Global tourism is recovering from the series of coronavirus (Covid-19) outbreak with the reopening schedule varied for every country due to their severity levels of the outbreak that first occurred in early 2020 and continued to prolong until today.
Thailand has been very cautious on the reopening even though the country relies heavily on tourism. The border was opened and abruptly closed in November not long after the outbreak of a new Covid-19 omicon variant. Still, the country is now welcoming both vaccinated and unvaccinated tourists from around the world, but with different screening and quarantine measures.
Minor International Public Company Limited (SET: MINT) is one of the hotel operators in Thailand that is severely damaged from the Covid-19 impact that forced hotels to mostly shut down.

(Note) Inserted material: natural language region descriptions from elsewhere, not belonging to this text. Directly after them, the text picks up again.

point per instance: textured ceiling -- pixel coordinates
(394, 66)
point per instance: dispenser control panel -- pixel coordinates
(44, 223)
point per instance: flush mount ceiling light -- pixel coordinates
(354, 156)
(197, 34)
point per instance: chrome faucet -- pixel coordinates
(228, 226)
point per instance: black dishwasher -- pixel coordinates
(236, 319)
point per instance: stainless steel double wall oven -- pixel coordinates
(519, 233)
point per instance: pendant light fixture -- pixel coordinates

However, the operations start to recover as the original Covid-19 and the deadly delta variant subsided, leaving the omicron strain for the company to combat, which has milder symptoms compared to the previous two.
Despite the slow recovering progress in Thailand, MINT’s operations in Europe are performing well due to their recovering progress that allows borders to reopen before other countries.

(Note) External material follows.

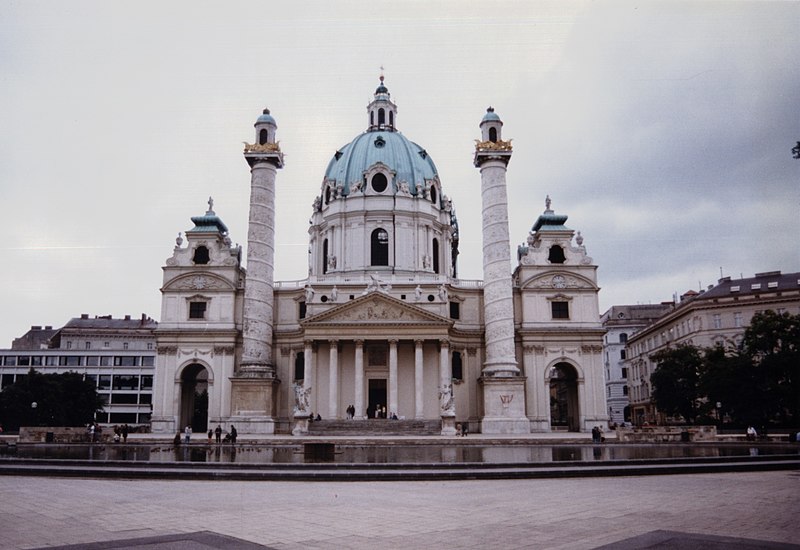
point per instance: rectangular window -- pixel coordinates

NH Hotel Group SA (NHH), a Spanish multinational hotel company, is one if not the biggest assets of MINT and has been performing well in 2021 and is expected to continue carrying the positive momentum into 2022 and 2023.

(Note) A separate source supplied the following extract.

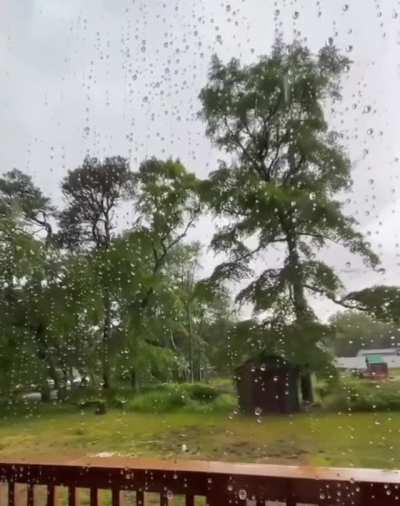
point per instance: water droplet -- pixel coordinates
(242, 494)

According to the data compiled by Refinitiv, the consensus expects NHH to report a 84% growth in revenue at EUR988 million for the operation in 2021, while the bottomline for the year is expected to improve by 54% from a net loss of EUR371 million in 2020 to EUR170 million, before returning to see EUR3.2 million of net profit in 2022.
As for MINT, the consensus for FY2021-22 expects revenue to improve 23% and 39%, respectively, before reaching the pre-Covid level in 2023 at THB119 billion. Meanwhile, the company is expected to cut down its net loss by 36% from THB21 billion in 2020 to THB13 billion in 2021. MINT should see a positive bottomline in 2023 at THB6.3 billion.
Despite net profit still in a negative area, 16 out of 19 analysts gave buy recommendations on MINT with a consensus target price at THB37.05 per share. The highest target price is THB42 from FSS International Investment Advisory (FSSIA).
FSSIA noted that the Omicron variant should have a limited impact on the hotel business as most countries’ policies are leaning toward “living with Covid”. European hotel operations should slow down in 1Q22 on the lowest tourism season, but should bounce back in 2Q-3Q22 when MINT expects RevPAR to potentially exceed the pre-Covid level. Thai hotels should recover after resuming the Test & Go scheme in Feb. Note that the OCC rate of Thai hotels improved to 36% in Dec-21 (from 25-26% in Oct to Nov) when Test &Go was first implemented in Thailand.
FSSIA believed MINT’s earnings have already passed the bottom and its operation is now in a recovery mode. Its food business and net profit turned positive in 3Q20, while FSSIA expected MINT’s hotel business’ net profit to turn positive by 3Q22.
Moreover, MINT already solved its liquidity issue after raising capital of THB9.9b and issuing perpetual bonds worth USD300m. This should be sufficient to pass this crisis. In addition, MINT recently received approval for the extension of its financial covenant testing waiver from its creditors for another two years until the end of 2022.
Lastly, FSSIA expected MINT’s core profit to return to the pre-Covid level by 2023, with a potential upside from a better EBITDA margin arising from cost-saving measures which should permanently reduce some expenses.